The only things that changed between the toolboard working fine and it having issues were a grounding wire run to the toolhead plate, and a new CAN cable with crimped terminations instead of the soldered pigtails.

What is the grounding wire connected to? If it's connected to mains ground, is Duet ground also connected to mains ground?

Is the extruder motor body also grounded?

curieos

@dc42 The grounding wire is connected to earth ground, and it screws into an aluminum toolhead plate.
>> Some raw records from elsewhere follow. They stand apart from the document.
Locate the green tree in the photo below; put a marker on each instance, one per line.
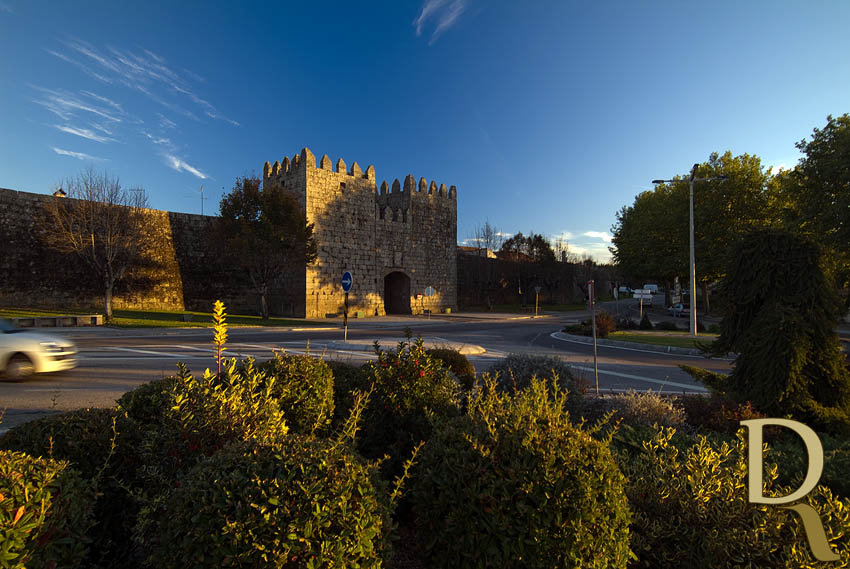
(816, 194)
(651, 237)
(266, 233)
(534, 246)
(780, 318)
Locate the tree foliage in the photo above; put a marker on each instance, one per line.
(816, 194)
(533, 247)
(100, 222)
(780, 318)
(266, 233)
(651, 237)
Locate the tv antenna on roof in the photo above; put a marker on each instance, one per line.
(202, 200)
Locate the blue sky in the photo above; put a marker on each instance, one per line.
(547, 116)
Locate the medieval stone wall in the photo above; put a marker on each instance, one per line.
(410, 230)
(395, 242)
(179, 268)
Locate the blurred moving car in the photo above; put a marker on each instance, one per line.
(679, 309)
(24, 352)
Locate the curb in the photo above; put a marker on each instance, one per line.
(368, 346)
(621, 344)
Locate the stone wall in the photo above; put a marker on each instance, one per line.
(179, 267)
(384, 237)
(411, 230)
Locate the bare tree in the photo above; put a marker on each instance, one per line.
(100, 222)
(561, 247)
(488, 238)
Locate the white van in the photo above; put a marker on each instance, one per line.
(651, 288)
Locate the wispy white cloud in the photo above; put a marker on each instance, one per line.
(180, 165)
(83, 132)
(165, 122)
(67, 105)
(444, 12)
(144, 71)
(603, 235)
(77, 155)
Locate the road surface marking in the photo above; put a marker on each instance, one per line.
(640, 378)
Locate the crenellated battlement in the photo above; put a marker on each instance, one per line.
(307, 160)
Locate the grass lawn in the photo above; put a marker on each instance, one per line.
(152, 319)
(676, 339)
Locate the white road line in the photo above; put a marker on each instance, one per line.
(135, 351)
(554, 337)
(640, 378)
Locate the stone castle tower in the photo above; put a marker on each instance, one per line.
(396, 241)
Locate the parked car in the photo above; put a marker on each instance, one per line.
(25, 352)
(679, 309)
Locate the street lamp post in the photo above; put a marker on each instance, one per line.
(693, 269)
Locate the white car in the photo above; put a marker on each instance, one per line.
(24, 352)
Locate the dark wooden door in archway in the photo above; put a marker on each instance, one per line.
(397, 293)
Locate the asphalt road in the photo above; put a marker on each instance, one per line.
(112, 362)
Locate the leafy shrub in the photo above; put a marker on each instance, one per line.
(45, 512)
(203, 415)
(514, 483)
(717, 413)
(304, 388)
(347, 379)
(517, 370)
(458, 363)
(691, 509)
(410, 386)
(605, 324)
(101, 444)
(149, 401)
(301, 502)
(644, 408)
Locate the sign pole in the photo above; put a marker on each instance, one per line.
(347, 281)
(591, 287)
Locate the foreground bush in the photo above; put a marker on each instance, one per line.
(691, 509)
(347, 379)
(299, 503)
(409, 387)
(643, 408)
(304, 388)
(101, 444)
(517, 370)
(514, 484)
(45, 512)
(458, 363)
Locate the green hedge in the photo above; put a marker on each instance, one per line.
(45, 512)
(691, 509)
(299, 503)
(409, 387)
(513, 484)
(304, 388)
(102, 445)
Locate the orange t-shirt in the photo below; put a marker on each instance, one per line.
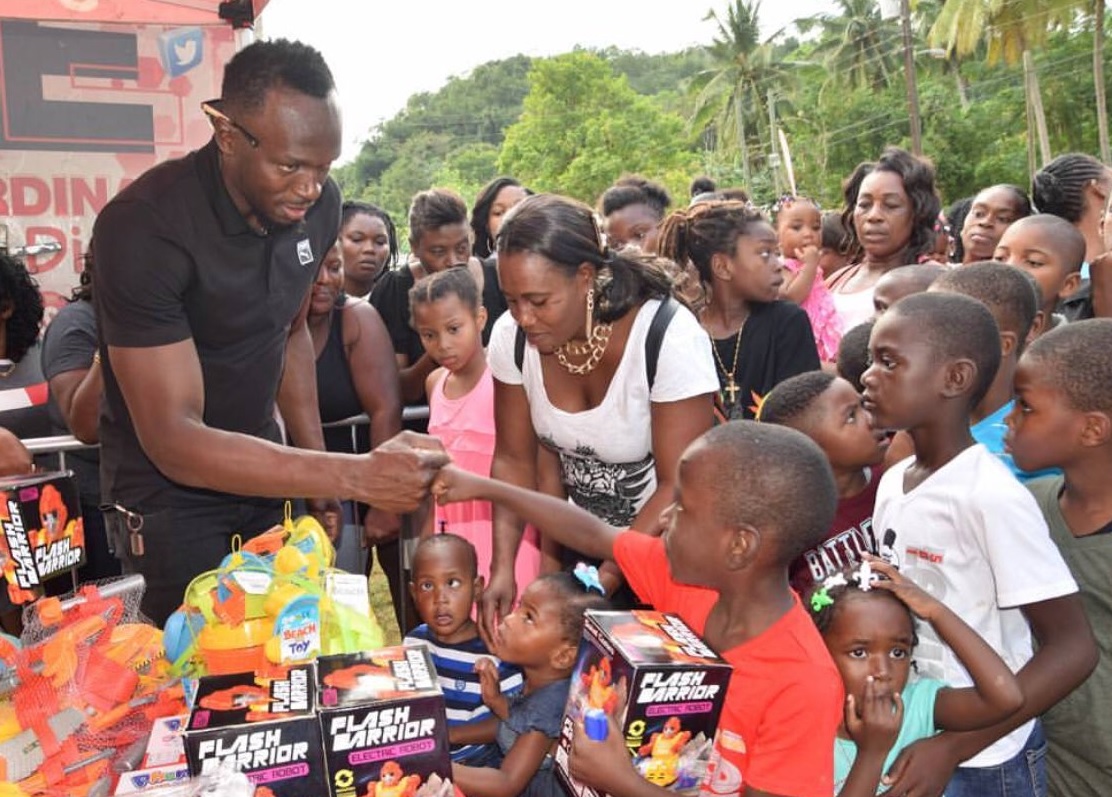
(784, 701)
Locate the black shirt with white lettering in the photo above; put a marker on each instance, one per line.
(177, 261)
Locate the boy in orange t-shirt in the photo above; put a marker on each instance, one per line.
(733, 529)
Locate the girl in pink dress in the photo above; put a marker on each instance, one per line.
(446, 312)
(800, 229)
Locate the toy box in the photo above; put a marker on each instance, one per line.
(267, 726)
(43, 534)
(384, 725)
(663, 686)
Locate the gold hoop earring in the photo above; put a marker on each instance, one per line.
(591, 315)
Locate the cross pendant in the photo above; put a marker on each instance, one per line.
(731, 390)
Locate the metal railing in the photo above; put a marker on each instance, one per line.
(61, 444)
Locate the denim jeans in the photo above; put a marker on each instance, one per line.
(1024, 775)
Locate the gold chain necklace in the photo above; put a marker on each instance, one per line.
(731, 390)
(594, 349)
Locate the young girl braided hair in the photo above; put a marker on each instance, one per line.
(866, 616)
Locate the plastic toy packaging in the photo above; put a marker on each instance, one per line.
(224, 781)
(79, 697)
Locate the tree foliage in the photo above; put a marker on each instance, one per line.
(574, 122)
(583, 126)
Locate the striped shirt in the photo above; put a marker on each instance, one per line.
(463, 693)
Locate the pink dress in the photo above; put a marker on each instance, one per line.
(825, 321)
(465, 426)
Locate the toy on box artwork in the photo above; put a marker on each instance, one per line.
(663, 686)
(384, 726)
(43, 534)
(265, 727)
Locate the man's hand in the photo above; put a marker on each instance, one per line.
(496, 603)
(922, 769)
(15, 458)
(454, 485)
(396, 476)
(328, 514)
(605, 765)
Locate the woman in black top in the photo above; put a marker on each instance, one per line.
(758, 340)
(355, 374)
(439, 238)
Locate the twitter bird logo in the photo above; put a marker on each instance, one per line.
(180, 50)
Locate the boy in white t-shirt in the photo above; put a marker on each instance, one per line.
(960, 525)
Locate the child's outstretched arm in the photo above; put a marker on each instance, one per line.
(995, 694)
(559, 519)
(517, 768)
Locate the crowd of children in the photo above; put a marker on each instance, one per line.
(903, 615)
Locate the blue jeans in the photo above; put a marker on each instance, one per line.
(1023, 775)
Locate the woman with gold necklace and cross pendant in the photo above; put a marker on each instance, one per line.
(577, 412)
(756, 339)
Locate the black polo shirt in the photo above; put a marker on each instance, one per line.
(176, 261)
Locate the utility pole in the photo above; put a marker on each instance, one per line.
(916, 131)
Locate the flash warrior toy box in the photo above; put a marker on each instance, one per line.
(662, 685)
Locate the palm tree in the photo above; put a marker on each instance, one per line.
(857, 46)
(1011, 29)
(732, 96)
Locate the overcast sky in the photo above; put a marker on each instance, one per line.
(390, 49)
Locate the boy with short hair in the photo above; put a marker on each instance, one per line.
(1012, 297)
(827, 409)
(969, 533)
(1051, 250)
(733, 529)
(904, 280)
(445, 588)
(1063, 418)
(853, 354)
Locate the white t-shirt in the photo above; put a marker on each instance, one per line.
(606, 452)
(973, 537)
(854, 308)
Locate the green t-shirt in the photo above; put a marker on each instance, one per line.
(1079, 728)
(917, 724)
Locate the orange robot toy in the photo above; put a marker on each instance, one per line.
(393, 783)
(663, 750)
(601, 690)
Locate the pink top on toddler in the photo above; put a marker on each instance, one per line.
(465, 426)
(820, 308)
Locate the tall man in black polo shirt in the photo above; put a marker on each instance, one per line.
(205, 267)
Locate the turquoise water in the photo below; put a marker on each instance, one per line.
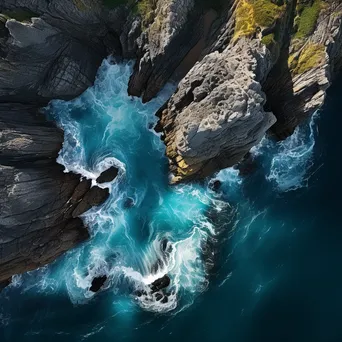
(254, 262)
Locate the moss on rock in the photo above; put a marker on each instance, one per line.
(307, 18)
(251, 14)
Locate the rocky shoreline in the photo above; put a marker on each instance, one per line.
(246, 68)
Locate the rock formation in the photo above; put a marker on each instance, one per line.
(54, 56)
(245, 68)
(39, 202)
(287, 51)
(216, 116)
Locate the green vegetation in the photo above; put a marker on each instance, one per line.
(115, 3)
(268, 40)
(266, 12)
(307, 18)
(312, 56)
(251, 14)
(20, 15)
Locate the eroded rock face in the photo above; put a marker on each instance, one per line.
(54, 56)
(37, 199)
(217, 114)
(177, 32)
(297, 86)
(57, 54)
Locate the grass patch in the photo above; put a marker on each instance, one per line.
(312, 56)
(266, 12)
(251, 14)
(20, 15)
(307, 18)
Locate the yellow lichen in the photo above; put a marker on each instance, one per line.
(244, 22)
(312, 56)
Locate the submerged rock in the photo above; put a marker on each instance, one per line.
(94, 197)
(247, 166)
(215, 185)
(97, 283)
(160, 283)
(108, 176)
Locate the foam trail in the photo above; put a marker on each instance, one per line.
(166, 228)
(288, 161)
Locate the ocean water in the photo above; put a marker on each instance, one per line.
(259, 260)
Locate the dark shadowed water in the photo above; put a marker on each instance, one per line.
(260, 261)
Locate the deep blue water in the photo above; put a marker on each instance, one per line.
(260, 261)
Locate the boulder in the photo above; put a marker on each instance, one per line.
(97, 283)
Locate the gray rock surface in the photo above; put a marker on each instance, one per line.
(37, 199)
(176, 33)
(54, 56)
(217, 114)
(293, 96)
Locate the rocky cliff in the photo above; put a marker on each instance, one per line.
(245, 68)
(270, 65)
(55, 55)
The grounding wire connected to the 1LC via one of the mounting holes is also connected to the toolhead plate. I can see if there's a low impedance connection between DC ground and earth ground when I get into work today, I assume this would be an issue.

The extruder motor body is physically touching said toolhead plate, and the mounting screws go through the toolhead plate. The toolhead plate is anodized, so it's not the most solid connection, but I've checked with a multimeter and there is continuity. The extruder is an LGX Pro, so the hotend mount is made of anodized aluminum, and the hotend metalwork is connected to the toolhead plate through the extruder mounting. I've checked with a multimeter and it detects continuity. If this isn't good enough I can run a discrete grounding wire from the toolhead plate to the coldside of the hotend.